High-Volume / Scalable Architectures with vert.x - interview with Eberhard Wolff
InfoQ got in touch with Eberhard Wolff to discuss the differences between those two technologies, the challenges that emerge from building architectures based on them and the benefits that those architectures provide.
Eberhard was formerly principal consultant for SpringSource and is now architecture and technology manager for adesso AG. He has been analyzing and designing enterprise systems for years and has spent the last few months researching the field of vert.x.
InfoQ: Node.js is now about four years old, vert.x about two and it becomes apparent that there is a certain need for those technologies and concepts. What is your point of view regarding Node.js or vert.x? Where is it useful to apply these technologies? Which use cases are they made for?

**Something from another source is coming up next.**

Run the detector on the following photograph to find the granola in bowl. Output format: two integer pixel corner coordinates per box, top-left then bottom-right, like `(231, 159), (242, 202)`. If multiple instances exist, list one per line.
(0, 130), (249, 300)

InfoQ: Speaking of Node.js, I'm actually writing only one application which will be run in the Node.js server. It reacts in a single-threaded way to requests and has the ability to reach down those requests to a thread pool to do some follow-up processing if necessary. That means, that I do not have any modularity or different components as a higher level concept, that would be able to communicate with each other. How's vert.x working here in contrast?
Eberhard: In vert.x an event bus is used by the modules - the various deployment units - to send events to each other. Those events can for example contain JSON objects. The modules in vert.x have separate classloaders, so they can really be seen as separate components. So you can put functionality into different modules. For example, there's a module available on Github for interfacing with MongoDB. It consumes the appropriate events from the event bus and stores the data to the database. Compared to asynchronous programming it looks like a minor feature at first glance but I believe that this is really important. It addresses problems you actually face quite often within enterprise applications.

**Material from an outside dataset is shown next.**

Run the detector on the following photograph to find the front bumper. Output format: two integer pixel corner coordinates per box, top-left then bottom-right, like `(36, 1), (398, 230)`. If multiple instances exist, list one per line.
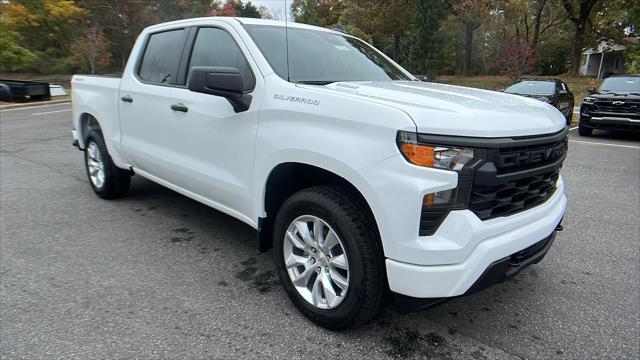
(395, 229), (562, 313)
(580, 105), (640, 131)
(386, 180), (567, 298)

InfoQ: Could you go a little bit into detail concerning the event bus? Do I have to think of it as a kind of Java Messaging System with topics and queues?
Eberhard: It provides publish/subscribe as well as point-to-point communication. It can also be distributed across multiple nodes. However, events are transient. They are not stored on any kind of stable storage. Therefore, events might be lost. This is different from JMS that put the emphasis on reliable while the vert.x event bus puts the emphasis on performance.
InfoQ: How independent are those modules from each other? Can you really choose one of the components and exchange or upgrade it during production? Are the messages for my module queued until it's back up and running?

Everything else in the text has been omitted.